NETWORK ANALYSIS METRICS
A.
AGGREGATE NETWORK METRICS
A number of metrics describe entire
networks. In some cases, a single network is broken into several disconnected pieces,
called components. Some aggregate network metrics only work on networks where
all of the vertices are connected in a single component, whereas others can be
applied to entire networks even if they are split up.
For example,
Centralization is an aggregate metric that characterizes the amount to which
the network is centered on one or a few important nodes. Centralized networks
have many edges that emanate from a few important vertices, whereas
decentralized networks have little variation between the numbers of edges each
vertex possesses.
B.
VERTEX SPECIFIC NETWORK METRICS
Another set of
metrics identifies individuals’ positions within a network. Paramount among
these is the set of centrality measures, which describe how a particular vertex
can be said to be in the “middle” of a network. It emerges from the concept
that A person with fewer connections might have more “important” connections
than someone with more connections. One connection can be more important than
another in different ways. Some are better because they bridge across otherwise
separated portions of the network, whereas others are important because they
connect to wellconnected people. The following centrality metrics provide
quantifiable measures for these concepts:
I.
Degree Centrality
II.
Betweenness Centralities: Bridge Scores for
Boundary Spanner
III.
Closeness Centrality: Distance Scores for Broadly
Connected People
IV.
Eigenvector Centrality: Influence Scores for
Strategically Connected People
C.
CLUSTERING AND COMMUNITY
DETECTION ALGORITHM
A network approach contrasts with those that presume the
existence and boundaries of groups. In a network perspective, people occupy
many relationships and are potentially members in many groups and less defined
clusters.
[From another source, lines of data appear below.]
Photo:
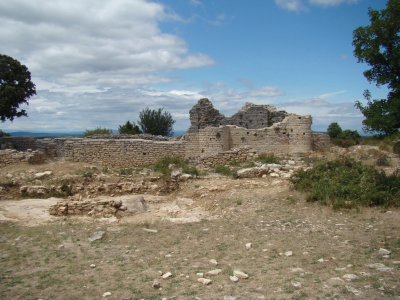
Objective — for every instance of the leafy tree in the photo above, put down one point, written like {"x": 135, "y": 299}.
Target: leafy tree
{"x": 378, "y": 45}
{"x": 16, "y": 88}
{"x": 96, "y": 131}
{"x": 156, "y": 122}
{"x": 334, "y": 130}
{"x": 129, "y": 128}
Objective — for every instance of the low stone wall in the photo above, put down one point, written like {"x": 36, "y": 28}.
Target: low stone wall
{"x": 118, "y": 153}
{"x": 223, "y": 158}
{"x": 11, "y": 156}
{"x": 321, "y": 141}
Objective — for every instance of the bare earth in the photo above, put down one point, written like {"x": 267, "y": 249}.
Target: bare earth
{"x": 298, "y": 250}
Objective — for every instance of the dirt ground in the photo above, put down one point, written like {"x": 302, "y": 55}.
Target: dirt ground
{"x": 289, "y": 248}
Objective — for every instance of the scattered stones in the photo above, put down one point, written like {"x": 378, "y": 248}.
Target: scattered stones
{"x": 214, "y": 272}
{"x": 288, "y": 253}
{"x": 204, "y": 281}
{"x": 106, "y": 294}
{"x": 156, "y": 284}
{"x": 98, "y": 235}
{"x": 383, "y": 251}
{"x": 380, "y": 267}
{"x": 213, "y": 262}
{"x": 167, "y": 275}
{"x": 44, "y": 174}
{"x": 240, "y": 274}
{"x": 349, "y": 277}
{"x": 150, "y": 230}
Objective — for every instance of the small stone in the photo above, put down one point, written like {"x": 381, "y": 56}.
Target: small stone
{"x": 288, "y": 253}
{"x": 106, "y": 294}
{"x": 213, "y": 261}
{"x": 335, "y": 281}
{"x": 240, "y": 274}
{"x": 349, "y": 277}
{"x": 150, "y": 230}
{"x": 383, "y": 251}
{"x": 380, "y": 267}
{"x": 156, "y": 284}
{"x": 204, "y": 281}
{"x": 167, "y": 275}
{"x": 296, "y": 284}
{"x": 98, "y": 235}
{"x": 214, "y": 272}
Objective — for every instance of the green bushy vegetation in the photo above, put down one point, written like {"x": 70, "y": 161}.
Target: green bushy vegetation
{"x": 348, "y": 183}
{"x": 163, "y": 166}
{"x": 96, "y": 131}
{"x": 225, "y": 170}
{"x": 268, "y": 158}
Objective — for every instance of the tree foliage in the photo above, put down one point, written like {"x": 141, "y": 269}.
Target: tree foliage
{"x": 129, "y": 128}
{"x": 16, "y": 88}
{"x": 334, "y": 130}
{"x": 378, "y": 45}
{"x": 156, "y": 122}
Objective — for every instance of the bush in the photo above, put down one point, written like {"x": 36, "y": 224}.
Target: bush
{"x": 156, "y": 122}
{"x": 96, "y": 131}
{"x": 266, "y": 158}
{"x": 3, "y": 134}
{"x": 129, "y": 128}
{"x": 164, "y": 166}
{"x": 347, "y": 183}
{"x": 225, "y": 170}
{"x": 334, "y": 130}
{"x": 396, "y": 147}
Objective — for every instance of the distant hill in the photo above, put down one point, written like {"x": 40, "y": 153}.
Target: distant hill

Defining exact boundaries in networks may be difficult, reflecting
the reality of multiple and shifting memberships. From a network perspective, a
group is a collection of vertices that are more connected to one another than
they are to others. Relatively more cohesive or densely connected sets of
vertices form regions, also called clusters, that may reflect the existence of
groups without regard to whether they are officially recognized or even if
members recognize their connections to one another. A rapidly growing body of
research describes clustering algorithms, also called community detection
algorithms, that automatically identify these clusters based on networks
structures.